Finding the Direction and Distance of a Train's Motion Using Basic Kinematics

[miglo]

Homework Statement

A train moving with a constant velocity travels 135 m north in 12 s and an undetermined distance to the west. The speed of the train is 26 m/s.

(a) Find the direction of the train's motion relative to north. (in degrees west of north)

(b) How far west has the train traveled in this time?

Homework Equations

speed=distance/time or distance =speed*time

v_0cos(theta)=v_x
v_0sin(theta)=v_y

The Attempt at a Solution

i have no idea how to start, but I am guessing i have to find the distance traveled north first in order to find the angle theta.

 

[PeterO]

Homework Statement

A train moving with a constant velocity travels 135 m north in 12 s and an undetermined distance to the west.

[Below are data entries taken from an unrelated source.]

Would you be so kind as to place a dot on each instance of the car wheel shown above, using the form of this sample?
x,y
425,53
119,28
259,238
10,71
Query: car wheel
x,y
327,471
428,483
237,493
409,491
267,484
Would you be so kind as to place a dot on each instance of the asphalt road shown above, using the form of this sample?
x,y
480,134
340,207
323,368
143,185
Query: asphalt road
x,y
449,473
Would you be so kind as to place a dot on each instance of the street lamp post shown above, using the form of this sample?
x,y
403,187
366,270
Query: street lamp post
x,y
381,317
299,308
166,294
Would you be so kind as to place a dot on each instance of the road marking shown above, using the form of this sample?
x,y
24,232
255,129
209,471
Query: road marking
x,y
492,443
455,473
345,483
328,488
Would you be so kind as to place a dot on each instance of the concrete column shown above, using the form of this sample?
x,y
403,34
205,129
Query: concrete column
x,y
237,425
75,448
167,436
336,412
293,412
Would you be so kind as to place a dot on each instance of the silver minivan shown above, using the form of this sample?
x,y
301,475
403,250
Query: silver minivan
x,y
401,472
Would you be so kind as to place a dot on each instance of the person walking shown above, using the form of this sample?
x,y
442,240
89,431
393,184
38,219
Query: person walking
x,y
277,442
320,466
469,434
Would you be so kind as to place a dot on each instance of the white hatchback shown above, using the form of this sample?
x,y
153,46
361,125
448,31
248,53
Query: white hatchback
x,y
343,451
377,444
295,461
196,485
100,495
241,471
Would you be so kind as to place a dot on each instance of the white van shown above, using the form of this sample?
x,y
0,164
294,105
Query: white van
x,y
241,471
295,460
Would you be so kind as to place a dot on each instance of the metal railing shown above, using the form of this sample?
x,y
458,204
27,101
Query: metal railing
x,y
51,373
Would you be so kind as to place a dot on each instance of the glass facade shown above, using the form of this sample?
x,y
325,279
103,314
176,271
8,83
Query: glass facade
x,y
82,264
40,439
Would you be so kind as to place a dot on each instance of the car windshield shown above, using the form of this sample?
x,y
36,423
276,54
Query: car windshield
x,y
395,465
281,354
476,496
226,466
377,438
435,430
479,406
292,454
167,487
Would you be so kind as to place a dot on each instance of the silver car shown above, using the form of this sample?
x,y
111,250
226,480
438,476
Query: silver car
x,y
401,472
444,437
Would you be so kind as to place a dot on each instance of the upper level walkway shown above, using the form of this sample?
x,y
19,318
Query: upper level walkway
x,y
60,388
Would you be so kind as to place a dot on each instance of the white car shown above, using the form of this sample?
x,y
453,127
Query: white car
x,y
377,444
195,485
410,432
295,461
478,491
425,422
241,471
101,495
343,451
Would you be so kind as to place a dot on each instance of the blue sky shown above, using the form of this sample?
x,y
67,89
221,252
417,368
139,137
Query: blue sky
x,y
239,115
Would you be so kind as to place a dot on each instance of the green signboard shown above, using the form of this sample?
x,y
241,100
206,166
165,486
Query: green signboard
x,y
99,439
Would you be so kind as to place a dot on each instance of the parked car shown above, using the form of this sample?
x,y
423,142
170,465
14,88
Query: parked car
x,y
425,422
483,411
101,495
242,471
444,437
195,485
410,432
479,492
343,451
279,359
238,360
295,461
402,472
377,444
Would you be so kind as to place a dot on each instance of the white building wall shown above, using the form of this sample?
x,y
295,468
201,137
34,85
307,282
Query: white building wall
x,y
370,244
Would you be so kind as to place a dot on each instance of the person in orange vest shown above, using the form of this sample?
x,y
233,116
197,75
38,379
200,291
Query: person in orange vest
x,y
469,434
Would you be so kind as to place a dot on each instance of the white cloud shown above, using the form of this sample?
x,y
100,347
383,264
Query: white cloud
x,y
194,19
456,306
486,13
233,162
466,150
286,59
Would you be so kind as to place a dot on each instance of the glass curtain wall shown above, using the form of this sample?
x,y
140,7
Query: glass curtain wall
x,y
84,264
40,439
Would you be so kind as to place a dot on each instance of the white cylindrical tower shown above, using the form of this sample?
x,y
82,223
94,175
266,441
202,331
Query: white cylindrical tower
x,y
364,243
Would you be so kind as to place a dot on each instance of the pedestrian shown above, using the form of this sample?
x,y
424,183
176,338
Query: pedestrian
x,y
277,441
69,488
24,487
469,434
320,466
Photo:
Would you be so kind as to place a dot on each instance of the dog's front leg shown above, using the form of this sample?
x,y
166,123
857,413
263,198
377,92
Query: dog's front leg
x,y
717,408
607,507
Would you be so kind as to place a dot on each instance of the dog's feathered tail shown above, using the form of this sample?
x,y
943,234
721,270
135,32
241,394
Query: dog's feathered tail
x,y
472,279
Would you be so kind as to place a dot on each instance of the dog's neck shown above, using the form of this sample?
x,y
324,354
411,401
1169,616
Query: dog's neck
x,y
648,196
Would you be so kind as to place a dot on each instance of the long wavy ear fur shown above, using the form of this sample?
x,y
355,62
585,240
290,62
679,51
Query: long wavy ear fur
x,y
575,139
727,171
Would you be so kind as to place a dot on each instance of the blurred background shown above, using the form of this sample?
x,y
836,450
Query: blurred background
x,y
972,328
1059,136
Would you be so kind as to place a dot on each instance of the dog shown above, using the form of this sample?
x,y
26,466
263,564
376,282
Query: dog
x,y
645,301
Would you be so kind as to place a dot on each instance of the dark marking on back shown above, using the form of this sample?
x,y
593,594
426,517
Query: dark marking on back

The speed of the train is 26 m/s.

(a) Find the direction of the train's motion relative to north. (in degrees west of north)

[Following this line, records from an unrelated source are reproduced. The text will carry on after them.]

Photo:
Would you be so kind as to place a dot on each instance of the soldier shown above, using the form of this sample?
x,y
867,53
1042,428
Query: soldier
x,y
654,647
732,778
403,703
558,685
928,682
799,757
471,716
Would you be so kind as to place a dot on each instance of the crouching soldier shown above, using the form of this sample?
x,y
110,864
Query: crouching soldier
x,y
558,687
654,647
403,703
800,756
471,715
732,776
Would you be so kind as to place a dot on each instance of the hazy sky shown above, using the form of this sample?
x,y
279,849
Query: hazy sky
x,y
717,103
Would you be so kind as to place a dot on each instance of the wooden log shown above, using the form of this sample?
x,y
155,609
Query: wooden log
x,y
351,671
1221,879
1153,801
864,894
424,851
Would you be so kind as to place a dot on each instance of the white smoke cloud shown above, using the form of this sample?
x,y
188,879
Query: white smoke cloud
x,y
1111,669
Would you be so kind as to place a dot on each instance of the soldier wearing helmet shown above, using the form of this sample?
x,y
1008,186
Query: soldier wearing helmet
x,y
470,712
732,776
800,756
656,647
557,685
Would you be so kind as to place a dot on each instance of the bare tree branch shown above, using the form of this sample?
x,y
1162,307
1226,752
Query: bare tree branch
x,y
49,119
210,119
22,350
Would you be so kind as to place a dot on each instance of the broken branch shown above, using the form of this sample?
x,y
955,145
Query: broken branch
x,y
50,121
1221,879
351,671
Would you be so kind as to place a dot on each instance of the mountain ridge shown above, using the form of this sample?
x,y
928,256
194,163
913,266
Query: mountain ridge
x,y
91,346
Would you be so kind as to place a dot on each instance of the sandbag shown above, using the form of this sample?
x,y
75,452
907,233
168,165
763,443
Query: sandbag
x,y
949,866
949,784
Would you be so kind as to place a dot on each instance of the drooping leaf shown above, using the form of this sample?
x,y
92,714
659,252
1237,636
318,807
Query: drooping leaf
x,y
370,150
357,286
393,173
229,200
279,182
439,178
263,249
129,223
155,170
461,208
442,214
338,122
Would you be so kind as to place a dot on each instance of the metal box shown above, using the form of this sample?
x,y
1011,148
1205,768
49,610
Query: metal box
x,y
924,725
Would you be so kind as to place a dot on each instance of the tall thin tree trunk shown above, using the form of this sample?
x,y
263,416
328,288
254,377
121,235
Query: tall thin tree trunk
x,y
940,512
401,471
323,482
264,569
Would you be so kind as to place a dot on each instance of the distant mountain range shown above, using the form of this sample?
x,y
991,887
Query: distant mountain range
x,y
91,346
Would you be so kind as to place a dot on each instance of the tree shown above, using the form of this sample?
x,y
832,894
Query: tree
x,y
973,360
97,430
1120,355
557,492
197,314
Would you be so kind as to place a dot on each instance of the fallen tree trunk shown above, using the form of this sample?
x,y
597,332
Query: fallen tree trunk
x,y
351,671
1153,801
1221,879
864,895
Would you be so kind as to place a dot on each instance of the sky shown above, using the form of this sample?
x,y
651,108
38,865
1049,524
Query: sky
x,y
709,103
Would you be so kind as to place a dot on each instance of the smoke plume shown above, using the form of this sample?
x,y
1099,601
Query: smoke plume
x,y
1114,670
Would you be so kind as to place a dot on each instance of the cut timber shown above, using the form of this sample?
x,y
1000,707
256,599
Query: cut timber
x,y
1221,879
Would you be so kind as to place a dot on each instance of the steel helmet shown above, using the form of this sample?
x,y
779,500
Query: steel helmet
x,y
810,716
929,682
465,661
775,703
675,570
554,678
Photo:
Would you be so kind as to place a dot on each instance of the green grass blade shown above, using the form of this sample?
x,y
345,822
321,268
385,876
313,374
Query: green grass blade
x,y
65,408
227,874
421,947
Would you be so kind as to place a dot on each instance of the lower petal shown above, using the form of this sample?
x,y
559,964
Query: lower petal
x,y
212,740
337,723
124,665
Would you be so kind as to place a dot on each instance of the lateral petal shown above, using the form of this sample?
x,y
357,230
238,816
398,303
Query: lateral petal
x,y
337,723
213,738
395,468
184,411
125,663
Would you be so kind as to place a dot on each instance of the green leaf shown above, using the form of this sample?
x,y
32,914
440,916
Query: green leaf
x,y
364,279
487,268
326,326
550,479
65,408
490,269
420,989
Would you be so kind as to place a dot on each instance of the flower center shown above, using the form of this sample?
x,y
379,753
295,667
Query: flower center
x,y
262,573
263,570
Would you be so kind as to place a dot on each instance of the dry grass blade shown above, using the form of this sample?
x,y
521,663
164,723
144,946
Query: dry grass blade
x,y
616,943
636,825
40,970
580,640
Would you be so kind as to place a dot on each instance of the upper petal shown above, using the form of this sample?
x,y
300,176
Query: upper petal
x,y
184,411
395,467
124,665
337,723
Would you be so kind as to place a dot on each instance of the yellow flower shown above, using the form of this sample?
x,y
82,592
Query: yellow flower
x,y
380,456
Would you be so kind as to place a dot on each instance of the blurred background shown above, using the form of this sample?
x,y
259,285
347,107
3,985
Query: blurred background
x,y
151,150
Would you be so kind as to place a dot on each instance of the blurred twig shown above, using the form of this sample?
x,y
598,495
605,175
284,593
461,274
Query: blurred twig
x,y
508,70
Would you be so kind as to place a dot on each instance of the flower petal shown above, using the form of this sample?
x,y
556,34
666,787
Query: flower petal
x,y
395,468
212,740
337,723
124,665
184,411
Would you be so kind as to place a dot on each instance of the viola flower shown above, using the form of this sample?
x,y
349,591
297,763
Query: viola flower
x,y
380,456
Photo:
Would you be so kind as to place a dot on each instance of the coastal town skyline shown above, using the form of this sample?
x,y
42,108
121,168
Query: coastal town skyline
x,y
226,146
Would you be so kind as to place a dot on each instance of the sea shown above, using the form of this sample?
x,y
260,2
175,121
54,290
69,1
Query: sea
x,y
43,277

(b) How far west has the train traveled in this time?

Homework Equations

speed=distance/time or distance =speed*time

v_0cos(theta)=v_x
v_0sin(theta)=v_y

The Attempt at a Solution

i have no idea how to start, but I am guessing i have to find the distance traveled north first in order to find the angle theta.

You were given the distance North - You have to find the speed North.

 

[Rayquesto]

oh! ok so this problem is forcing you to calculate the x component of the velocity since they pretty much give you the y component to find theta.

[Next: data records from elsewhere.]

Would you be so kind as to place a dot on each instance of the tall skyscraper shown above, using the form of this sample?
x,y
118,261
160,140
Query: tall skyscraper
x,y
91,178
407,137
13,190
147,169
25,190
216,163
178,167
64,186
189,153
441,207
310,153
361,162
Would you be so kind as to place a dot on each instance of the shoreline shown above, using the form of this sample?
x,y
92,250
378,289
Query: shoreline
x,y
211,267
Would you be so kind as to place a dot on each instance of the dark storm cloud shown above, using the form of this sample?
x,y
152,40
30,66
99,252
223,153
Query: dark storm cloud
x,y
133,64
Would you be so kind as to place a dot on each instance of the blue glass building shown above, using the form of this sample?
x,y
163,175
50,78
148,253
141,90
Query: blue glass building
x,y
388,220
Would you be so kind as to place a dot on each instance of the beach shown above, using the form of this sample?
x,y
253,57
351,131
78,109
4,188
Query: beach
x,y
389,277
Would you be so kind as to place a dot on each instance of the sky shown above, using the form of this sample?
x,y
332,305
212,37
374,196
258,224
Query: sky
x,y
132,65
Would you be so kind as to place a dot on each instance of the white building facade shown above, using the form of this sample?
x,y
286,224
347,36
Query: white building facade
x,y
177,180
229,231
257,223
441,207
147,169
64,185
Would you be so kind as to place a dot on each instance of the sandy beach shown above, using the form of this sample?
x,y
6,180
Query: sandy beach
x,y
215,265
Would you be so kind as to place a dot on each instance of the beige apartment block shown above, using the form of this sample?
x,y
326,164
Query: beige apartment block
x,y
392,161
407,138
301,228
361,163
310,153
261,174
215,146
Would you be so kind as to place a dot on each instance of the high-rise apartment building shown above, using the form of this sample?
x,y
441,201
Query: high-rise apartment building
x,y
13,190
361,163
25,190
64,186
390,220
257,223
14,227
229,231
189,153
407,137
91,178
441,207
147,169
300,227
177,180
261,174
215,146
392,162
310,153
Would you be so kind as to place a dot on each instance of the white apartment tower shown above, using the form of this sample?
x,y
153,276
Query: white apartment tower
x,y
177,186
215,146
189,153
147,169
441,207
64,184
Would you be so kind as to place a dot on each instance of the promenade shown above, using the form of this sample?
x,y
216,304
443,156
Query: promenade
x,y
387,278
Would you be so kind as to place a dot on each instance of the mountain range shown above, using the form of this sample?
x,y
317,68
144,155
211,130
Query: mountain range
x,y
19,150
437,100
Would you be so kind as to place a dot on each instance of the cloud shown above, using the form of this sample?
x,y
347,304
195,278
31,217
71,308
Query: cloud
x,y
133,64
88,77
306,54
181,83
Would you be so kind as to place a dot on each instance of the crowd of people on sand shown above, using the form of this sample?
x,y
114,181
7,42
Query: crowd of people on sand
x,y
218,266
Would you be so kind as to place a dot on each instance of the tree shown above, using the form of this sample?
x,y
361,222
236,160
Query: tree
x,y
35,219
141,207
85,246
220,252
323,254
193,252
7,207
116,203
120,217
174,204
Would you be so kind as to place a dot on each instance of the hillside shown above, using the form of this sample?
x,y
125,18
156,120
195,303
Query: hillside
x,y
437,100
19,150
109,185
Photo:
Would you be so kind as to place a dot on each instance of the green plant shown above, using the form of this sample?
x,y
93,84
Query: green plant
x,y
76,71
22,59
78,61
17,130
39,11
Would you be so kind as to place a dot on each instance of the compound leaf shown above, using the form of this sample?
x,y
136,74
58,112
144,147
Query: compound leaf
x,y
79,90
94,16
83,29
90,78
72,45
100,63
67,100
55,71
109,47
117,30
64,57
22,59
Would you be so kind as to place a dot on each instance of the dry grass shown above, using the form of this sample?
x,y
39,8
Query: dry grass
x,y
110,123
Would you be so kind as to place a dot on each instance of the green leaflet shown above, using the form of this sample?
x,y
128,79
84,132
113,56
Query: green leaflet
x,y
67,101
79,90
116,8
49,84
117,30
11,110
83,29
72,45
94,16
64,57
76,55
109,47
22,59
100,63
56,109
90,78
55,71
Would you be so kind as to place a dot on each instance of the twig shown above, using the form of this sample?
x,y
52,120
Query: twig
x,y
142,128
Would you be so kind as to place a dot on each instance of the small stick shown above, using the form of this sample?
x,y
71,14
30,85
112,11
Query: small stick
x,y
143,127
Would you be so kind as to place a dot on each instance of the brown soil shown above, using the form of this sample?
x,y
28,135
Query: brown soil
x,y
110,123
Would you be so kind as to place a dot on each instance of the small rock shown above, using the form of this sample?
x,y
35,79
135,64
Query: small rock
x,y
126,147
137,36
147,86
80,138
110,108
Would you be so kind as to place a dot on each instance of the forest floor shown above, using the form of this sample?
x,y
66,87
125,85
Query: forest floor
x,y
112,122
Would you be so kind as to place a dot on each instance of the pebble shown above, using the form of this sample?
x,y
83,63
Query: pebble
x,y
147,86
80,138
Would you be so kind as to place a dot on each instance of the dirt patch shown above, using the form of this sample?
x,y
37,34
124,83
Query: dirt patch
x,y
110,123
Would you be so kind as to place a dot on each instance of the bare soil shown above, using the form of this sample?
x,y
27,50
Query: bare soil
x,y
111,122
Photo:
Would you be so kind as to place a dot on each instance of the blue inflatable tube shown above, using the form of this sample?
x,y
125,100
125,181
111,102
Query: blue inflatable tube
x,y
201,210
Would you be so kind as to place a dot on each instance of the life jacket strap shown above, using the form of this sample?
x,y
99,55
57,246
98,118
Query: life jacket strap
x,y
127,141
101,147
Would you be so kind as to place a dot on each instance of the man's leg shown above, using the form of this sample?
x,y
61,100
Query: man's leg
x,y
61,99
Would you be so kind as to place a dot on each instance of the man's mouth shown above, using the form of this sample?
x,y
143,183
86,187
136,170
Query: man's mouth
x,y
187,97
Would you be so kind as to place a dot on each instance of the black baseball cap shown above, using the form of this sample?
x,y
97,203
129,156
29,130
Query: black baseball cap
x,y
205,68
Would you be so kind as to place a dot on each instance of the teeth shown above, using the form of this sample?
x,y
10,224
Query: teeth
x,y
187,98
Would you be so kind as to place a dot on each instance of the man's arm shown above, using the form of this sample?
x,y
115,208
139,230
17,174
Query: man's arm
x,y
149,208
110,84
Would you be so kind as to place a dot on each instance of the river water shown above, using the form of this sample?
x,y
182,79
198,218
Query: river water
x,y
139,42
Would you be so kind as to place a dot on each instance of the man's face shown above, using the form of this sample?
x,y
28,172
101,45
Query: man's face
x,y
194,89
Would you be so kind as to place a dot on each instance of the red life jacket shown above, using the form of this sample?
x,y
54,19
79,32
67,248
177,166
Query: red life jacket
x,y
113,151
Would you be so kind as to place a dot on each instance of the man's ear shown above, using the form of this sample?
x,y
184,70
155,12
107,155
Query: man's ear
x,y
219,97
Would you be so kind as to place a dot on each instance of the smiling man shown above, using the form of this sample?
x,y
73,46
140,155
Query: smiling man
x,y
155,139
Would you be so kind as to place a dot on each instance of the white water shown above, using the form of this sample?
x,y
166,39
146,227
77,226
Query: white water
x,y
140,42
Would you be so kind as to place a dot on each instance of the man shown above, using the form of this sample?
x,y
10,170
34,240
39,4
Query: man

Do you know how to do that?

 

[PeterO]

oh! ok so this problem is forcing you to calculate the x component of the velocity since they pretty much give you the y component to find theta.

Do you know how to do that?

Well it did travel 135m in 12 seconds.

 

[Rayquesto]

yes and that would be y. what's x?

 

[PeterO]

yes and that would be y. what's x?

Well it is logically negative, since the train went West, and the application of the Pythagorus theorem to the x and the y yields 26.

 

[Rayquesto]

thats how I see it too. The hidden part of the problem that will get you the answer lies in the pythagorean theorem.

 

[miglo]

ok i think I am finally understanding this
so since it says the train traveled 135 m in 12 s, then its velocity is 135m/12s right?
so i get 11.25m/s so that's the y component of velocity V_y
so since its overall speed is 26 m/s then by using the pythagorean theorem we can find V_x?
26=sqrt(V^2_x+V^2_y)=sqrt(V^2_x+(11.25)^2)
from this i got V_x=23.44m/s
so then tan(theta)=V_y/V_x=11.25/23.44
theta=arctan(11.25/23.44)=25.6 degrees
did i do this right?

edit: so i submitted my answer (my homework is online) and i got it wrong, i still have 3 more tries i believe
where did i go wrong?

 

[PeterO]

ok i think I am finally understanding this
so since it says the train traveled 135 m in 12 s, then its velocity is 135m/12s right?
so i get 11.25m/s so that's the y component of velocity V_y
so since its overall speed is 26 m/s then by using the pythagorean theorem we can find V_x?
26=sqrt(V^2_x+V^2_y)=sqrt(V^2_x+(11.25)^2)
from this i got V_x=23.44m/s
so then tan(theta)=V_y/V_x=11.25/23.44
theta=arctan(11.25/23.44)=25.6 degrees
did i do this right?

edit: so i submitted my answer (my homework is online) and i got it wrong, i still have 3 more tries i believe
where did i go wrong?

If you sketch a North component of 11.25 and a west component of 23.44, with resultant 26, you will see the triangle and perhaps recognise the 25.6 degree angle you quoted. But that is not the angle "west of North" as asked.

 

[Rayquesto]

Yes you are doing it right however the angle you found is relative to the west. How would you go about finding the angle relative to the north? (hint: you are very close and 90 degree angles determine frequencies in how one should go about calling the direction north, west, east, or south). I'm sorry if that sounded a bit wordy.